Marking up a blog with HTML 5 (part 2)

Further refining the HTML 5 structure

Last month, I replumbed this blog to use HTML 5 for the markup and replaced the basic framework (a completely typical collection of divs to hold headers, footers and sidebars) with new html 5 structural tags. Browsers can’t yet do anything useful with those new elements but I showed that, with a bit of coaxing, browsers can be persuaded to style them with CSS and JavaScript can access those new HTML 5 elements.

What I didn’t do then – because I needed to bury myself in the specs and do some research – is use HTML 5 to mark up the real guts of the site, to give articles, comments and datestamps real semantics.

This should not be considered a tutorial. It’s an experiment. The specs are ambiguous, so I can’t be sure I’m using every element properly, and there’s not exactly a huge body of examples in the wild to draw from. Therefore, if you disagree with my markup choices please do let me know. Nicely.
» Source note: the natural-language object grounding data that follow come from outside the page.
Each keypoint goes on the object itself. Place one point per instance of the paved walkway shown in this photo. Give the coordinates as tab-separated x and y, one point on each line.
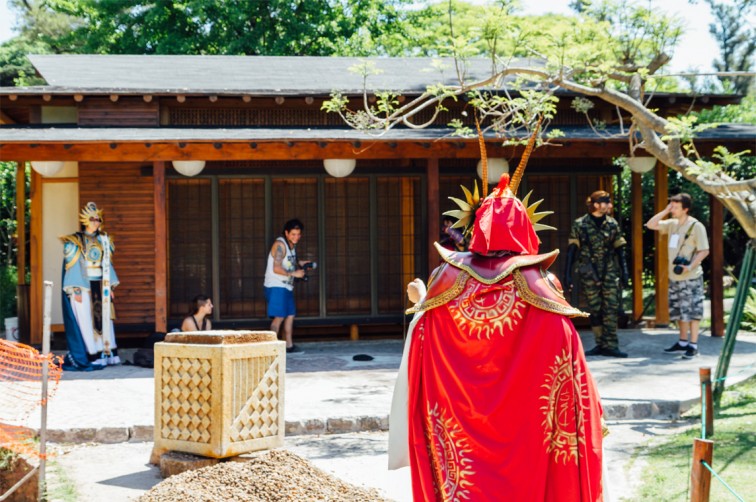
328	392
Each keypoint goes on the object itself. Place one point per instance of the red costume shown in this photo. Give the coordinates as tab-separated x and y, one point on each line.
500	404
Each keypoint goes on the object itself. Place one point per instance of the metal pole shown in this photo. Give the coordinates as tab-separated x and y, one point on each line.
736	315
707	410
43	426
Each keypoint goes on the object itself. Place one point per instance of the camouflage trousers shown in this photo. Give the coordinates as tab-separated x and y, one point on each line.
603	305
686	300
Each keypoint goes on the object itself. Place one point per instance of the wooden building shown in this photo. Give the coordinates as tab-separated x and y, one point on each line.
119	122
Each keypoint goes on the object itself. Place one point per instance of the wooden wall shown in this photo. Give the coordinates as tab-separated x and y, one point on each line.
126	194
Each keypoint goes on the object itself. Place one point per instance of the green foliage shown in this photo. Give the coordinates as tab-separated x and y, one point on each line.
748	322
273	27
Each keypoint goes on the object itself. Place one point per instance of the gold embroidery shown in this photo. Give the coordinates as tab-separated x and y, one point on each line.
523	262
437	301
481	311
564	421
447	450
543	303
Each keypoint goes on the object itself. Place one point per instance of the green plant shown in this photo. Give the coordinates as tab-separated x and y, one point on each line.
7	292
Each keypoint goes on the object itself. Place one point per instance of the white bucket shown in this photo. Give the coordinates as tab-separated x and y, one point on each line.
11	329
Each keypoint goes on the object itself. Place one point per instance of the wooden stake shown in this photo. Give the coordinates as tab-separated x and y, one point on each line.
700	476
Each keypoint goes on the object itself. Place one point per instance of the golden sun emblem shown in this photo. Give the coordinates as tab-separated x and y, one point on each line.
447	450
484	311
564	420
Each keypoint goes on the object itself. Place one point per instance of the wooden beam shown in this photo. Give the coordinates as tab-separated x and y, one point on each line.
238	150
161	248
661	263
35	242
636	233
716	243
434	212
21	221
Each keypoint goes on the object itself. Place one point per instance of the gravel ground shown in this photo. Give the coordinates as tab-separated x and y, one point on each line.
274	476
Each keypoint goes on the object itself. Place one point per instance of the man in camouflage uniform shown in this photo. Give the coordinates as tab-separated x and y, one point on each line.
596	243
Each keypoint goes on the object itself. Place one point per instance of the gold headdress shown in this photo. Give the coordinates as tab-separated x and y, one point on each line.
90	211
494	233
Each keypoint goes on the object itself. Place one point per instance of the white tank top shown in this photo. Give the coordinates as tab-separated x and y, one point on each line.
274	280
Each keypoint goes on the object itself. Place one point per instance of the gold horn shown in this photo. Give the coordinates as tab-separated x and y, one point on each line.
517	177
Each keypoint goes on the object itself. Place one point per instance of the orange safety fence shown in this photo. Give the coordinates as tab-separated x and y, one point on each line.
21	370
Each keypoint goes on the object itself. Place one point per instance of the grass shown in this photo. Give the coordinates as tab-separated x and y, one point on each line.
667	473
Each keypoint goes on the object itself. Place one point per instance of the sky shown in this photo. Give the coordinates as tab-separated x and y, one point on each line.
697	48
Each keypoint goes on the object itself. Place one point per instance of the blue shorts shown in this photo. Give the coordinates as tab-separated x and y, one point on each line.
280	302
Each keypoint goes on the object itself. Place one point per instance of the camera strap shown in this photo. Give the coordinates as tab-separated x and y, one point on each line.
685	238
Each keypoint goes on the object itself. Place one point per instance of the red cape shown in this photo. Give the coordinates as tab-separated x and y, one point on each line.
501	403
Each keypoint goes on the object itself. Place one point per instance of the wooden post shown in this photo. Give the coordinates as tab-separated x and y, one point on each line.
716	243
434	213
161	248
636	222
707	403
661	265
35	243
700	476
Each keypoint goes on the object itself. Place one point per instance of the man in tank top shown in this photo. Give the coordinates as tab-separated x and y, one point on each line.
283	267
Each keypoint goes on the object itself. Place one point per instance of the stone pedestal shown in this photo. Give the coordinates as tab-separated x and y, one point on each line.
219	393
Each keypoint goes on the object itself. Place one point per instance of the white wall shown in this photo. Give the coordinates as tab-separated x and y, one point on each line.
60	208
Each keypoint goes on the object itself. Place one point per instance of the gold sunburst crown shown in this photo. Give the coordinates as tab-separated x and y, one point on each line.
90	210
469	206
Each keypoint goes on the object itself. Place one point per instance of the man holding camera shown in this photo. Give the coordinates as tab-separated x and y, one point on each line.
688	246
597	244
283	268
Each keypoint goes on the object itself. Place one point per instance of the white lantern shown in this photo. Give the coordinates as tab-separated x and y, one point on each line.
496	167
641	164
338	168
47	167
189	167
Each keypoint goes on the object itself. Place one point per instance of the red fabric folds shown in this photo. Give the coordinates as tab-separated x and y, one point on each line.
501	403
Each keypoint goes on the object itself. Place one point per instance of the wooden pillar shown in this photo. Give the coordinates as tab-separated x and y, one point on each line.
700	476
716	255
434	213
161	248
636	222
35	245
661	264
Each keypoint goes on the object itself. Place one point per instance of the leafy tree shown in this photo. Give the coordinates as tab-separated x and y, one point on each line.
735	33
252	27
610	53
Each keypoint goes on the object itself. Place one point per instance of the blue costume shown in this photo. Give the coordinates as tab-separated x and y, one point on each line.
87	279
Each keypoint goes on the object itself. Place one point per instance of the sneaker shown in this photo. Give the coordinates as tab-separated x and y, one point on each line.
595	351
676	348
613	353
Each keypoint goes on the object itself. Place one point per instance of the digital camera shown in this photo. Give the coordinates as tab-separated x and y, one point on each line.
306	267
678	263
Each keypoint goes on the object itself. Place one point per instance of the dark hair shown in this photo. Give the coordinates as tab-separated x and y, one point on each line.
596	197
197	303
293	224
683	198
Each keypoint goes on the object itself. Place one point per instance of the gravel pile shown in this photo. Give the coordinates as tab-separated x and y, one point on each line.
277	475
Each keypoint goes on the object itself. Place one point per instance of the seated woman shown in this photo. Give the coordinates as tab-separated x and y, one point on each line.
199	319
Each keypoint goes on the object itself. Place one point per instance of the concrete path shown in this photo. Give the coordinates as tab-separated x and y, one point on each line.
330	397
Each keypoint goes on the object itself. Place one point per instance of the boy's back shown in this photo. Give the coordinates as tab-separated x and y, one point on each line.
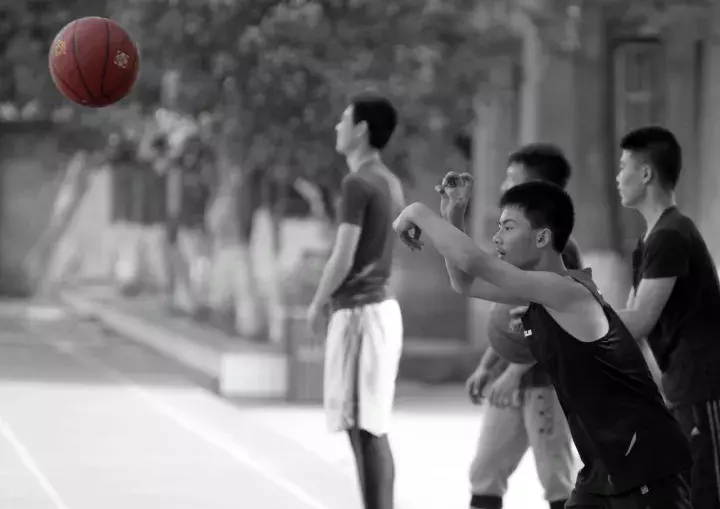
375	196
685	339
615	411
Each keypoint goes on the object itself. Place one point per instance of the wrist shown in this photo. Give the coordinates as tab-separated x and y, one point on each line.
518	370
457	217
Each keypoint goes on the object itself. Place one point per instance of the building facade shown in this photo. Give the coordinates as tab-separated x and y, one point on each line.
580	75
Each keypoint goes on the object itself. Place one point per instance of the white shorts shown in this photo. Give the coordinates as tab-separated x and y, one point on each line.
362	355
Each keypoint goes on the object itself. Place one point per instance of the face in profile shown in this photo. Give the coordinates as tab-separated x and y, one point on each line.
517	242
347	133
632	179
515	175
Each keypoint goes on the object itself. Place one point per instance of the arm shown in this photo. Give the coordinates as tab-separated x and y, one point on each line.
466	284
666	258
548	289
352	212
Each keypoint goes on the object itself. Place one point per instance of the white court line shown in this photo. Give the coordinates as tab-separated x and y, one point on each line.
221	441
29	462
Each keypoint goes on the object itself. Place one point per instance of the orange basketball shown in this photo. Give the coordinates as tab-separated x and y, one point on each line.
512	346
94	62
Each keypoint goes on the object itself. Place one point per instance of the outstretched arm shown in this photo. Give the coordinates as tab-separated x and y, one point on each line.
455	192
548	289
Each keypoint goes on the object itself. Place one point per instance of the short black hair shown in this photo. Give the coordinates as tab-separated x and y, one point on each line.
380	116
543	161
545	205
660	149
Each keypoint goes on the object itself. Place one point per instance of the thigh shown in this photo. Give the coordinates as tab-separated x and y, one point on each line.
579	500
381	331
701	424
551	442
546	425
501	444
670	493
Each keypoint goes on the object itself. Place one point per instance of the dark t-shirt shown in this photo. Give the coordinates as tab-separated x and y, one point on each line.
686	338
371	198
624	433
536	376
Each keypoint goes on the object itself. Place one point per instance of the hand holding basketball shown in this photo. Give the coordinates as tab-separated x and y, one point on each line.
476	384
505	391
455	191
509	344
516	315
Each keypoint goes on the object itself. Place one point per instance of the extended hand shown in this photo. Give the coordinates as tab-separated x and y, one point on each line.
455	191
476	384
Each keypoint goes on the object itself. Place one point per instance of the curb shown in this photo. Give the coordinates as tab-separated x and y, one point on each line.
235	373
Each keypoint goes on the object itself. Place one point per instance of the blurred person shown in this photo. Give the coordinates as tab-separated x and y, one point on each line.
633	452
54	258
189	166
365	330
231	267
674	300
537	419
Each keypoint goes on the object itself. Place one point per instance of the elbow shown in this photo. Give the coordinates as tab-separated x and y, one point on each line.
460	287
467	263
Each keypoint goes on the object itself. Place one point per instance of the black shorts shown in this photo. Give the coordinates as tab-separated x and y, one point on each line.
670	493
701	424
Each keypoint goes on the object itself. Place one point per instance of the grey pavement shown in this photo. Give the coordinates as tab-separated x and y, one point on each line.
90	420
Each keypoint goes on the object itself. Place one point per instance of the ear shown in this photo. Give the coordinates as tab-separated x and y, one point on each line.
361	128
543	238
647	173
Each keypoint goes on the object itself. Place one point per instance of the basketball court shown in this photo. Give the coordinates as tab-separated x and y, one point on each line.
90	420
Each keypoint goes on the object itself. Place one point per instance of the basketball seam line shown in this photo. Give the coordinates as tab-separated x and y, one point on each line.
79	69
65	83
107	62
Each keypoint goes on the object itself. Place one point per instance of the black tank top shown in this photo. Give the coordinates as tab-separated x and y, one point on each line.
625	435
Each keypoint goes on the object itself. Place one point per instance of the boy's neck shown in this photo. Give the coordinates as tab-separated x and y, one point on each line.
552	262
654	206
361	156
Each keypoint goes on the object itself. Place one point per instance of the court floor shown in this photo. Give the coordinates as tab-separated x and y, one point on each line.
89	420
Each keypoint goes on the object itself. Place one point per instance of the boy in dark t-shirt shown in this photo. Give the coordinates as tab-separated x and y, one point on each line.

You can use my WordPress HTML 5 theme, which is based on the excellent Kubrick theme. I’d be dead chuffed if you’d let me know if you do use it. You’ll probably want to comment out references to plugins (unless you also use them). I don’t support the theme and I’m sorry that my PHP is so shockingly bad.

The blog home page

An interesting thing about a blog homepage is that there are generally the last 5 or so posts, each with a heading, a "body" and data about the post (time, who wrote it, how many comments etc.) and usually a link to another page that has the full blog post (if the homepage just showed an excerpt) and its comments.

HTML 5 has an article element which I use to wrap each story:

The article element represents a section of a page that consists of a composition that forms an independent part of a document, page, or site. This could be a forum post, a magazine or newspaper article, a Web log entry, a user-submitted comment, or any other independent item of content.

Let’s look in more detail at the guts of how I mark up each blogpost.

Anatomy of a blog post

diagram of article structure; explanation follows

The wrapper is no longer a generic div but an article. Within that is a header, comprising a heading (the title of the blogpost) and then the time of publication, marked up using the time element.

Then there are the pearls of wit and wisdom that consitute each of my posts, marked up as paragraphs, blockquotes etc., and is pulled unchanged out of the database. Following that is data about the blog post (category, how many comments) marked up as a footer and, in the case of pages that show a single blogpost, there are comments expressing undying admiration and love. Finally, there may be navigation from one article to the next.

Data about the article

Following the content there is some “metadata” about the post: what category it’s in, how many comments there are. I’ve marked this up as footer. I previously used aside which “represents a section of a page that consists of content that is tangentially related to the content around the aside element, and which could be considered separate from that content” but decided that it was too much of a stretch; data about a post is intimately related.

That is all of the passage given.